PHOENIX — Every day Scott Garcia leaves his home in east Mesa for work, a drive that can be as quick as 30 minutes or as long as an hour and a half. Garcia teaches at Carl Hayden High School in southwest Phoenix.
"I've talked to tons of teacher friends and the first thing they say is, 'That drive. I can't do it,'" Garcia said. "The morning traffic or the afternoon traffic, it's two hours of your life. You know, gone."
Garcia may prefer to live in Phoenix so he can live closer to work, but with a wife and three children he says he can't afford it. As rents and the price of homes rise in Phoenix, many workers now spend at least 30 percent of their salary on housing. Garcia is not alone in looking elsewhere to live.
Chris Mackay, director of community and economic development for Phoenix, says 90 percent of the people who work in the city have commute times of 30 minutes or less. The exact opposite, Mackay says, of what workers in northern California are confronted with when they go to and from work each day. But Mackay acknowledges the challenge is "to keep the cost of living at a reasonable level."
Attracting new business often comes with the promise employees will be able to live close to where they work. As some of the city's earliest neighborhoods are revitalized, Phoenix is using land it owns, like the Luke-Greenway American Legion Hall on 7th Avenue, to create mixed-use developments which will include workforce and affordable housing.

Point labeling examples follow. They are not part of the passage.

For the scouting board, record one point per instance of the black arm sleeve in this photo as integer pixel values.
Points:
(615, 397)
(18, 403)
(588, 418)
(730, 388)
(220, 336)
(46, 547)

"To attract really good, quality jobs to the market," Mackay says, "we want to make sure it's a livable environment for everyone who wants to live in Phoenix." He says a big part of that providing affordable and workforce housing for those working as teachers, firefighters, police officers, nurses and our support staff.
Mayor Kate Gallego will present her plan to increase affordable and workforce housing options in her State of the City address scheduled for 12:30 p.m. Thursday.
"You can't push out the community that you bought up by replacing it with more high-cost living," says Elizabeth Singleton, director of the non-profit Build Us Hope, which constructs tiny homes for homeless veterans.
Her organization wants to expand to supply tiny homes for workforce housing. When asked how quickly Build Us Hope could build and occupy 1,000 homes, her answer was "tomorrow." But Singleton says it will take work for that to happen.
"We need to address as a state our density issues and our zoning issues so affordable housing can actually be affordable."